Carmichael Outreach and Common Wheal Community Arts were inspired to start the photography project after a similar one started in Vancouver.
“It’s a project we feel is really important and needed so that people can really see, not just hear, but see what people experience as far as a lack of affordable housing,” said Gerry Ruecker, the southern artistic director for Common Wheal Community Arts.
Tyler Gray, from Carmichael Outreach, said he wants people in Regina to understand what being homeless is like.
“There’s people in our community that, literally, their entire experience is surviving one day to the next. Maybe just get us to a place where we don’t take for granted the things that we have and also are awakened to fight for those same opportunities for everyone in our community,” he said. “I think a keyhole view into what homelessness and poverty looks like.”

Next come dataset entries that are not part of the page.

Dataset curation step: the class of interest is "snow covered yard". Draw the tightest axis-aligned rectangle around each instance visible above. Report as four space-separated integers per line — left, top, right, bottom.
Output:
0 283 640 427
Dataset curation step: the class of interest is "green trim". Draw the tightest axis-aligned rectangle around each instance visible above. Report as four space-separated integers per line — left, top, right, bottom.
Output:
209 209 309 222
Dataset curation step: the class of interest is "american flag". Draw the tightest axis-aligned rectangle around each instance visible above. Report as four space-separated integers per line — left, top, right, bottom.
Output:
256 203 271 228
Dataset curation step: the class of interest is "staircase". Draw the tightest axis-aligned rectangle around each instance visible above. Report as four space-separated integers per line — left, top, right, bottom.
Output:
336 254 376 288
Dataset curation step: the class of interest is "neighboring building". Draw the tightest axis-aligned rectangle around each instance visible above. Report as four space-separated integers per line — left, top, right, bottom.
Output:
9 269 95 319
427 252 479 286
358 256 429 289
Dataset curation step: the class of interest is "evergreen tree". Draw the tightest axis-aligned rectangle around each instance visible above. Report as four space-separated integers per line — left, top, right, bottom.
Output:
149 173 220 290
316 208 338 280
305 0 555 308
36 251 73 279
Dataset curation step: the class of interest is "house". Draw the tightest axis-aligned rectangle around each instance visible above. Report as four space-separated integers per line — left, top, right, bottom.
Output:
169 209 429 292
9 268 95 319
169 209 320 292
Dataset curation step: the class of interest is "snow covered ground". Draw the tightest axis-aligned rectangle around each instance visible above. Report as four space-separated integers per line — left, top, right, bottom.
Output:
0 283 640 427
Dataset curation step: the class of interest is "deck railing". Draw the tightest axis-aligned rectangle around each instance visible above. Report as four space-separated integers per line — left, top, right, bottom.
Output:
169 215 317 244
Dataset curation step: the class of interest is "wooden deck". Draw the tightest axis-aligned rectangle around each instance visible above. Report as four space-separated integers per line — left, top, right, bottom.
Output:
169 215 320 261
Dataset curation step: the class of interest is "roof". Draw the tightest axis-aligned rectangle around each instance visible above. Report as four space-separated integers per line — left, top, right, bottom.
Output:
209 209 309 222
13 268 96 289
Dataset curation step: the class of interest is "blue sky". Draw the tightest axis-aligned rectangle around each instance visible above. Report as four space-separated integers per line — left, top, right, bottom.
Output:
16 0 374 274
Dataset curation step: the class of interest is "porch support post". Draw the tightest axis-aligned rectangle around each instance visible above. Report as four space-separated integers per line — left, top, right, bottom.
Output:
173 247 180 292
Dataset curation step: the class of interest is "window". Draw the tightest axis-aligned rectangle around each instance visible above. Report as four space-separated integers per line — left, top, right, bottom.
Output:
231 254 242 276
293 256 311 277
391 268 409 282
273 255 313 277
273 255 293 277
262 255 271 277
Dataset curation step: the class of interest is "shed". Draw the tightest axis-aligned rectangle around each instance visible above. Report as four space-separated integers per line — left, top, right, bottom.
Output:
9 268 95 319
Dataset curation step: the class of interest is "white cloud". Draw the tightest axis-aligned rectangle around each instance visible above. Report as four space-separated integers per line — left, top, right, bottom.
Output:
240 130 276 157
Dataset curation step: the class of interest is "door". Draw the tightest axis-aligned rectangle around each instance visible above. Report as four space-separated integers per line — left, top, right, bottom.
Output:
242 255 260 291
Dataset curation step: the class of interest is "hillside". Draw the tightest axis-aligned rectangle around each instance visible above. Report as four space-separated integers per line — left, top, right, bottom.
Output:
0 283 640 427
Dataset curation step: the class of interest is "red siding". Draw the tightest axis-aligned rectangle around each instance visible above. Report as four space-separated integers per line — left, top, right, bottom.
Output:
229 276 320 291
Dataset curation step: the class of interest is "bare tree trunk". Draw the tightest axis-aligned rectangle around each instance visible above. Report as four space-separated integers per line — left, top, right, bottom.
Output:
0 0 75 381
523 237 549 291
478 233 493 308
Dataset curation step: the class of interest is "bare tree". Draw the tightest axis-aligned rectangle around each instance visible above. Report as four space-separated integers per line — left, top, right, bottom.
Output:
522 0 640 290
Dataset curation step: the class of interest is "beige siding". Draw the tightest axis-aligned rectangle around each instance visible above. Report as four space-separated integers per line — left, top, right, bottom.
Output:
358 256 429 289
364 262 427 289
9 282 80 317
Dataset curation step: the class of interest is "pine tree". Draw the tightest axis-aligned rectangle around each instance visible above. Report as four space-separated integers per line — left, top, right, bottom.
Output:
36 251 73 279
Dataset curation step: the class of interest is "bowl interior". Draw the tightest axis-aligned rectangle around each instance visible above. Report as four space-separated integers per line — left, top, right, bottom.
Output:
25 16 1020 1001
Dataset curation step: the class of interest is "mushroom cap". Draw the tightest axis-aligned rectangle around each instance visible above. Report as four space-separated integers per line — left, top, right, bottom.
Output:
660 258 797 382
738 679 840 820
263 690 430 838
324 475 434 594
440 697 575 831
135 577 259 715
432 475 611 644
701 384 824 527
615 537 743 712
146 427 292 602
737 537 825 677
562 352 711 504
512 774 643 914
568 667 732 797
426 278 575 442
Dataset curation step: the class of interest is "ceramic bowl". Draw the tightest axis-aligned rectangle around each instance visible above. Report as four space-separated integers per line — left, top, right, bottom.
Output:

Pewean wants to remind people with his photographs that there are people struggling every day in the city.
“They know how life is down here for homeless people. I want to take a few pictures, that’s all, and show the world that’s all,” he said. “It’s supposed to be of my kind of life, and I’ve got a bad life.”
The City of Regina has offered a grant to cover materials, artist fees and food for the classes.
The photographs will be on display at an exhibition in December.